Continuando la lectura de nuestro manual nos enteramos de la importancia que asignaban las antiguas culturas a este arte: Egipto, los pueblos de Mesopotamia, India y China -con su Ministro de la Música, cargo que hoy difícilmente podríamos concebir, o sugerir sin provocar sonrisas-, Japón y el sudeste asiático, Grecia, América precolombina, civilizaciones todas en donde la música, por razones algo misteriosas, se mantuvo durante siglos estática, sin “evolucionar” pero gravitando poderosamente a todo lo ancho de su historia.

Pasando luego al tercer capítulo, que corresponde a los comienzos de la música “occidental y cristiana” observamos la aparición de leves indicios que denotan la presencia de ese curioso ejemplar llamado compositor; aquí se vislumbra el inicio de su carrera, que llegará a ser extraordinaria: humilde e inmerso en el anonimato en un principio, adquiriendo importancia y brillo a medida que volvemos las páginas, hasta llegar a la cúspide de su reinado autocrático aproximadamente hacia el capítulo octavo, que corresponderá al siglo XIX: el compositor resplandece entonces en toda su potencia.

Hasta ahora su camino ha sido heroico: surgido penosamente del légamo de la confusa creación colectiva fue ascendiendo laboriosamente merced al perfeccionamiento de sus herramientas; ya en el llano, va dejando caer de su espalda la capa oscura de la Iglesia, como si cambiara su vieja piel. Ha sacudido orgullosamente la testa desembarazándose de monarcas, nobles y mecenas a los cuales sirviera con sorda rebeldía y llega, por fin, al trono ambicionado: el lustroso piano de cola del virtuoso, el podio más escarpado, Bayreuth, la orquesta omnipotente de “Consagración”, el total cromático, la abolición de leyes, reglas y limitaciones...

Meteórica carrera, en verdad; en su impulso fáustico el compositor ha dejado atrás a todos sus contrincantes. Ha crecido enormemente, en fuerza y en saber; es, a decir verdad, demasiado grande. Su apetito también ha ido en aumento, y no cesa de atormentarlo: se ha comido todos los sonidos que había en el mundo, y luego todos los ruidos posibles; ya no tiene casi alimento. Siente frío: ha subido tanto y tanto que se ha quedado solo. En realidad, los nuevos habitantes del mundo ni siquiera sospechan su existencia, por el contrario, juegan como chicos con los restos fósiles de sus viejos antepasados, los compositores muertos, a los que revisten de toda suerte de rasgos imaginarios, como que eran dragones alados que arrojaban fuego por la boca, y otras ingenuidades.

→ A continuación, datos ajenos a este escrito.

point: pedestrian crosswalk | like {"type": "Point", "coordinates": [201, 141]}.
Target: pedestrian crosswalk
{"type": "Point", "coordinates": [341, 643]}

Nuestro metafórico dinosaurio se detiene, horrorizado, al borde de un abismo. Es el abismo de la no funcionalidad: lo que él hace no le sirve a nadie, lo que él es no cumple ninguna función; nadie quiere nada de él, está solo, SOLO; es cierto que hay otros dinosaurios, tan flacos y famélicos como él, pero sus ojos echan chispas al abalanzarse sobre alguna miserable brizna de sonidos que amarillea en la estepa. Son capaces de devorarse entre sí.

Forzando la vista distingue, allá abajo, una rumorosa multitud; son los pequeños parásitos que han montado un asombroso tinglado, una feria, donde trafican con chucherías y burdas imitaciones de las viejas reliquias de los ancestros, robadas descaradamente de museos y santuarios.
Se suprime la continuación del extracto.